礼儀の基本は、言うまでもなく「あいさつ」です。「おはよう」「おやすみ」「ありがとう」「ごめんなさい」。前述のように、それが単に形式である場合が「義理」の世界の特徴であるのですが、「挨拶」は本来は愛の表現の一つです。仕事中は「義理」の世界で、やたらとていねいな人も、「内」の世界である家では最も基本的な礼儀をも失する人であるかも知れません。日本人は「内」の世界と「外」の世界で礼を失することが多いのです。電車でお化粧をすることが問題になっているようですが、そのような女性にとって、車内は「外」の世界であるからです。普段は礼儀正しくても、車を運転すると乱暴になるハイド氏もあります。そのようなドライバーにとって、自分の車の外は文字通り「外」の世界であるからです。

もう一つ私たちが礼儀を忘れやすいのが、「内」の世界です。その代表は言うまでもなく、親子の関係と夫婦の関係です。親子は上下の関係であり、先ほどお話ししたような力の上下関係が入り込んできます。弱肉強食のジャングルの原理です。親は暴力や権力によって、子供をむりやり従わせようとします。一昔前は家制度の名残で、父親の人格がどうであろうと家の中では権力を持っていました。しかし家制度が崩壊した現在は、多くの父親は力を失ってしまいました。そこで腕力の強い父親が、文字通り暴力で子供を従わせようとする悲劇が後を絶ちません。あるいは子供の腕力が上回ったときには、その逆の悲劇が起こるのです。

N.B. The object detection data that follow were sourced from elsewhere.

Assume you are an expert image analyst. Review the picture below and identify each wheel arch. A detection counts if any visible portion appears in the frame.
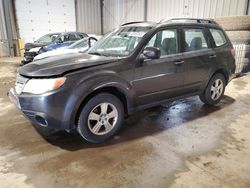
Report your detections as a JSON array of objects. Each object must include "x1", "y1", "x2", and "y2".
[
  {"x1": 74, "y1": 85, "x2": 133, "y2": 128},
  {"x1": 213, "y1": 69, "x2": 229, "y2": 85}
]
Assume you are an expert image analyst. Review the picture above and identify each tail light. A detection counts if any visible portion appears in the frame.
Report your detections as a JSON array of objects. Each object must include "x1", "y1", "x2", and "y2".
[{"x1": 231, "y1": 48, "x2": 235, "y2": 58}]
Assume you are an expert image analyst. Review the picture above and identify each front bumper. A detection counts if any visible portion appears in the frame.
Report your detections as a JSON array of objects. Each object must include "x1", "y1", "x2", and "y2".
[
  {"x1": 22, "y1": 51, "x2": 38, "y2": 63},
  {"x1": 8, "y1": 88, "x2": 71, "y2": 130}
]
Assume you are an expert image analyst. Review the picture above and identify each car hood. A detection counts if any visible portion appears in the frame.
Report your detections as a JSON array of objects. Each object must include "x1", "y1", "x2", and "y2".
[
  {"x1": 18, "y1": 53, "x2": 121, "y2": 77},
  {"x1": 43, "y1": 42, "x2": 73, "y2": 52}
]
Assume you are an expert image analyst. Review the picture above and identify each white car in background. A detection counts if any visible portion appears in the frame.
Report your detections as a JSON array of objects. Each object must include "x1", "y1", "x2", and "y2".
[{"x1": 34, "y1": 36, "x2": 102, "y2": 61}]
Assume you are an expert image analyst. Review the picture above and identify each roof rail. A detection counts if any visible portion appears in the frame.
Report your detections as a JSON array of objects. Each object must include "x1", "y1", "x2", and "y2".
[
  {"x1": 121, "y1": 21, "x2": 145, "y2": 26},
  {"x1": 160, "y1": 18, "x2": 218, "y2": 25}
]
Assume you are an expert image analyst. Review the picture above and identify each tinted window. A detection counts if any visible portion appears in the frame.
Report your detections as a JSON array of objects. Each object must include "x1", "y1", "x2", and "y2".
[
  {"x1": 184, "y1": 29, "x2": 208, "y2": 52},
  {"x1": 147, "y1": 29, "x2": 178, "y2": 56},
  {"x1": 209, "y1": 29, "x2": 227, "y2": 47}
]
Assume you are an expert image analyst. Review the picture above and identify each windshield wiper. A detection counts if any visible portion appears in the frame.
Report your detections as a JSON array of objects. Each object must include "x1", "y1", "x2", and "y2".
[{"x1": 88, "y1": 52, "x2": 109, "y2": 56}]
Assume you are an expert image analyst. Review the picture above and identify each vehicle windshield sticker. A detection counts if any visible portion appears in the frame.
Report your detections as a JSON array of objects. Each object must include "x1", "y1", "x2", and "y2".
[{"x1": 128, "y1": 32, "x2": 145, "y2": 37}]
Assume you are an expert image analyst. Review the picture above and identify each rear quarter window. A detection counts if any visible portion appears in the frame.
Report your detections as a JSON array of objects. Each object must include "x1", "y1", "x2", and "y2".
[{"x1": 209, "y1": 29, "x2": 227, "y2": 47}]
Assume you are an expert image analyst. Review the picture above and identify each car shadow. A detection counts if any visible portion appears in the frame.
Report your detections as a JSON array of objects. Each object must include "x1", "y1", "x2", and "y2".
[{"x1": 34, "y1": 95, "x2": 235, "y2": 151}]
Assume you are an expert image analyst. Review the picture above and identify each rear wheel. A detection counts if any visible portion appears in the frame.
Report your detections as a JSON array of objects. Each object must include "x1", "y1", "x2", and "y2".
[
  {"x1": 200, "y1": 73, "x2": 226, "y2": 105},
  {"x1": 77, "y1": 93, "x2": 124, "y2": 143}
]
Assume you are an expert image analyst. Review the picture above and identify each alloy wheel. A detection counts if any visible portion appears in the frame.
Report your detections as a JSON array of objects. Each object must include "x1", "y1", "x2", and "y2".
[{"x1": 88, "y1": 102, "x2": 118, "y2": 135}]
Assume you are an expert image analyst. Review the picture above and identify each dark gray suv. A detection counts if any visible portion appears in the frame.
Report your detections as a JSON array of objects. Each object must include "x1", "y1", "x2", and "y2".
[{"x1": 9, "y1": 19, "x2": 235, "y2": 143}]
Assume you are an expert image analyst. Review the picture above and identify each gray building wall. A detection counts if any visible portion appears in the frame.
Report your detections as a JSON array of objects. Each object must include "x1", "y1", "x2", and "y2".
[
  {"x1": 0, "y1": 0, "x2": 10, "y2": 57},
  {"x1": 76, "y1": 0, "x2": 101, "y2": 34},
  {"x1": 101, "y1": 0, "x2": 247, "y2": 32}
]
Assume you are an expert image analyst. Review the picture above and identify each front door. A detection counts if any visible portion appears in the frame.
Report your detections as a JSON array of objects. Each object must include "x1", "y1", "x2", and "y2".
[
  {"x1": 182, "y1": 27, "x2": 216, "y2": 93},
  {"x1": 132, "y1": 29, "x2": 184, "y2": 106}
]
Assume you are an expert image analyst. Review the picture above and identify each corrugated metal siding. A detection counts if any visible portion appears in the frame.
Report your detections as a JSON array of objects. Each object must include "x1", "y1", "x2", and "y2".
[
  {"x1": 15, "y1": 0, "x2": 76, "y2": 42},
  {"x1": 0, "y1": 1, "x2": 9, "y2": 57},
  {"x1": 76, "y1": 0, "x2": 101, "y2": 34},
  {"x1": 148, "y1": 0, "x2": 247, "y2": 21},
  {"x1": 103, "y1": 0, "x2": 144, "y2": 33}
]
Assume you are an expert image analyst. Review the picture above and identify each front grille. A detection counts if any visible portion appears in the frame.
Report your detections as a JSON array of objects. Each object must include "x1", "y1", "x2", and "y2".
[{"x1": 15, "y1": 74, "x2": 28, "y2": 95}]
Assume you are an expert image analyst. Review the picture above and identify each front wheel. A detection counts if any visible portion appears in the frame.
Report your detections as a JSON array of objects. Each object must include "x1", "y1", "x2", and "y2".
[
  {"x1": 200, "y1": 73, "x2": 226, "y2": 105},
  {"x1": 77, "y1": 93, "x2": 124, "y2": 143}
]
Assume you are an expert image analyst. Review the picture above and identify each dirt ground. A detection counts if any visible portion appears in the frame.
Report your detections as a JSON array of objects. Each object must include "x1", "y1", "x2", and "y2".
[{"x1": 0, "y1": 58, "x2": 250, "y2": 188}]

対等の関係である夫婦の間でも礼儀が失われがちです。親子や夫婦の間でも、「先日はお忙しい中ありがとうございました」「先日はご迷惑をかけ申し訳ありません」と仰々しいあいさつをするべきだというのではありません。本来は愛の表現であるあいさつを、夫婦や親子の関係の中でも忘れないようにしましょうと申し上げたいのです。表現の仕方は、「ありがとう」でも「メルシ」でも「ダンケ」でも、「まことにかたじけなくそうろう」でも何でもいいのです。